Compact Sets in Hausdorff Topological Spaces

# Compact Sets in Hausdorff Topological Spaces

Recall from the Compactness of Sets in a Topological Space page that if $X$ is a topological space and $A \subseteq X$ then $A$ is said to be compact in $X$ if every open cover of $A$ has a finite subcover.

On the Closed Sets in Compact Topological Spaces page we proved a very nice theorem which showed us that if $X$ is a compact topological space then every closed set $A$ in $X$ is also compact in $X$.

We will now look at a similar theorem which says that every compact set in a Hausdorff topological space is closed.

Theorem 1: Let $X$ be a Hausdorff topological space and let $A \subseteq X$. If $A$ is compact in $X$ then $A$ is closed in $X$. |

**Proof:**Let $A$ be a compact set in $X$. Let $y \in A^c$ be a fixed point.

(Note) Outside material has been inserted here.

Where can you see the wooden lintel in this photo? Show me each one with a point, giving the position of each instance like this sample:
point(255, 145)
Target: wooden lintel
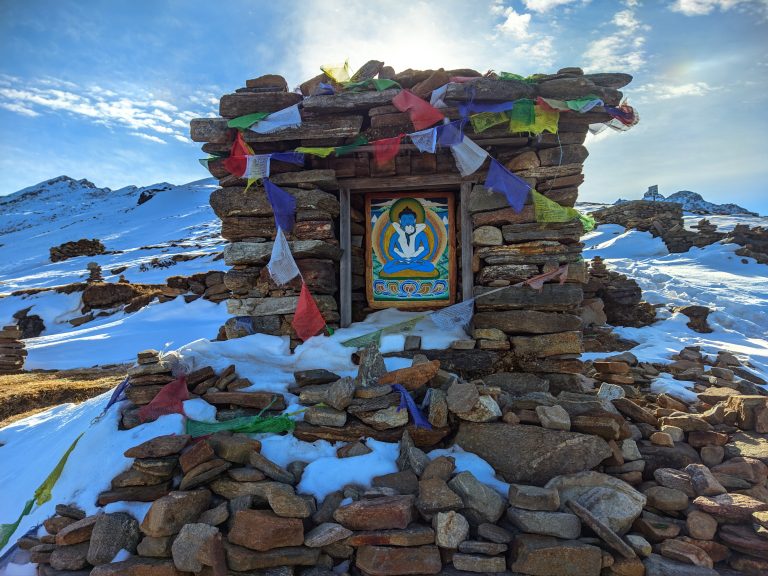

Since $X$ is a Hausdorff space, for all $x \in A$ there exists open neighbourhoods $U_x$ of $x$ and $V_{(y, x)}$ of $y$ such that:

\begin{align} \quad U_x \cap V_{(y, x)} = \emptyset \end{align}

- Then we have that $\{ U_x \}_{x \in A}$ is an open cover of $A$. Since $A$ is compact in $X$ there exists a finite subcover, $\{ U_{x_1}, U_{x_2}, ..., U_{x_n} \}$ where $x_i \in A$ for all $i \in \{ 1, 2, ..., n \}$ and:

\begin{align} \quad A \subseteq \bigcup_{i=1}^{n} U_{x_i} \end{align}

- Correspondingly, the set $\{ V_{(y, x_1)}, V_{(y, x_2)}, ..., V_{(y, x_n)} \}$ of open sets are such that $U_{x_i} \cap V_{(y, x_i)} = \emptyset$ for all $i \in \{1, 2, ..., n \}$. Let $U$ denote the following intersection:

\begin{align} \quad V = \bigcap_{i=1}^{n} V_{(y, x_i)} \end{align}

- Then $V$ is a finite intersection of open sets and is hence open. Moreover, $V$ is an open neighbourhood of $y$. Additionally, $A \cap V = \emptyset$ since $\displaystyle{\bigcup_{i=1}^{n} U_{x_i}}$ covers $A$.

- Since $A \cap V = \emptyset$, this implies that $V \subseteq A^c$. So $V$ is an open neighbourhood of $y$ that is fully contained in $A^c$, i.e., $y \in \mathrm{int} (A^c)$. Hence $\mathrm{int}(A^c) = A^c$ which shows that $A^c$ is open in $X$. Therefore $A$ is closed in $X$.